Mongol leaders (17th century)

Realm of the Altan Khan in 1636

The Altan Khans (or Golden Khans) ruled over the Khotogoids in northwestern Mongolia from about 1609 to 1691. They belonged to the Left Wing of the Khalkha Mongols. Although they claimed to be khans, Mongolian chronicles call them Khong Tayiji, which was a noble rank equivalent to prince.

==Background==
After the death of Dayan Khan some time after 1517 his empire was split between his descendants and became a kind of family federation. His grandson, a different Altan Khan (1507–1582) of Tumet had successful military campaigns against the Oirats. Dayan Khan's youngest son, Gersendze Huangtaizi, was given lands approximately matching the territory of present-day Mongolia. By the early 17th century most of Outer Mongolia was held by his descendants. These formed four khanates, from west to east:
- The Altan Khan (great-grandson of Geresandza) in the far west.
- Dzasagtu-khan, khanate founded by Laikhor-khan, a cousin of the Altan Khan.
- Tushetu Khan at örgöö (ᠥᠷᠭᠦᠭᠡ/Өргөө, today Ulan Bator) founded by Abtai Sain Khan, another grandson. This was the senior branch.
- Sechen-khan at the eastern end of modern Mongolia, founded by Shului, a great-grandson.

The Altan Khan was important circa 1609-1682. The Tushetu Khan, with his control of the religious capital, was long the leading figure in Khalkha.

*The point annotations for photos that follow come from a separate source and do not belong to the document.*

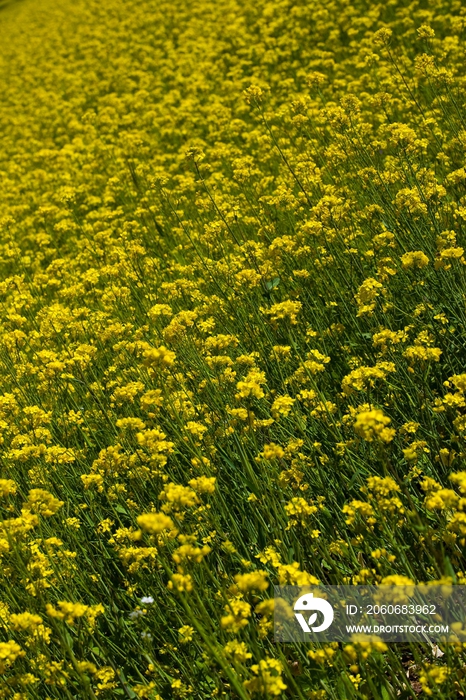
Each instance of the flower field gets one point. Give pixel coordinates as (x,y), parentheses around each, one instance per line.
(232,340)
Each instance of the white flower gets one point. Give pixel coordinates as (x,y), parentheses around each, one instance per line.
(147,599)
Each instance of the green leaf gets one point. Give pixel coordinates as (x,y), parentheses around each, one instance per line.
(272,284)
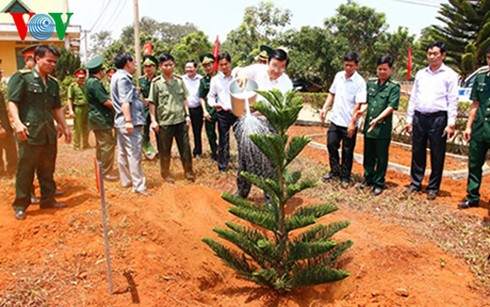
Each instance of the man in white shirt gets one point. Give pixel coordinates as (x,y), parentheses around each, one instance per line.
(192,80)
(347,93)
(431,116)
(268,76)
(219,98)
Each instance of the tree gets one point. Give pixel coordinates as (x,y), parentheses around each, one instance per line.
(315,54)
(99,42)
(274,257)
(190,47)
(67,64)
(261,25)
(362,27)
(466,22)
(396,44)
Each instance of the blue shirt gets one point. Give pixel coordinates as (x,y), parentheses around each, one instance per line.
(123,90)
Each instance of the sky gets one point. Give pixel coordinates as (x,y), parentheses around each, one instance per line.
(219,17)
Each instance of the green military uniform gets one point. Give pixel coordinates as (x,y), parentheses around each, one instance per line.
(170,112)
(480,136)
(211,125)
(36,103)
(100,117)
(377,141)
(7,144)
(76,93)
(144,84)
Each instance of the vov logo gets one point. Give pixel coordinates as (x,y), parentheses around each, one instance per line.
(41,26)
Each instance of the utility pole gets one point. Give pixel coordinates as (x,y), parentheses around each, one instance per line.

In the 17th century, to the west, the Oirat Dzungar Khanate was gradually consolidated in modern-day Xinjiang; to the north, the Russians increased their hold over the Siberian forests; and, to the east, the Manchus moved south to conquer the Ming dynasty, eventually forming the Qing dynasty.

==Rulers==
- Ubasi Khong Tayiji (Shului Ubasha Khong Tayiji) (?-1623) was the first to take the name Altan Khan. Ubasi was killed by the Oirats in 1623 and was succeeded by his son Badma Erdeni Khong Tayiji.
- Badma Erdeni Khong Tayiji (1623-?) his son. In 1652, he abdicated the throne and his son Erinchin Lobsang Tayiji succeeded.
- Erinchin Lobsang Tayiji (or Lobdzang or Rinchen Sayin Khong Tayiji) (ca.1658-91): In 1662 he attacked, captured and put to death his eastern neighbor, the Dzasagtu Khan. This led the senior Tushetu Khan (Chaghun Dorji) to form a league and drive out the Altan-khan. With the help of the Dzungar and Qing (divide and conquer), he was able to reinstate himself, but in 1682 he was captured by the Dzasagtu Khan. In 1691 he, and his khanate, disappeared from the records.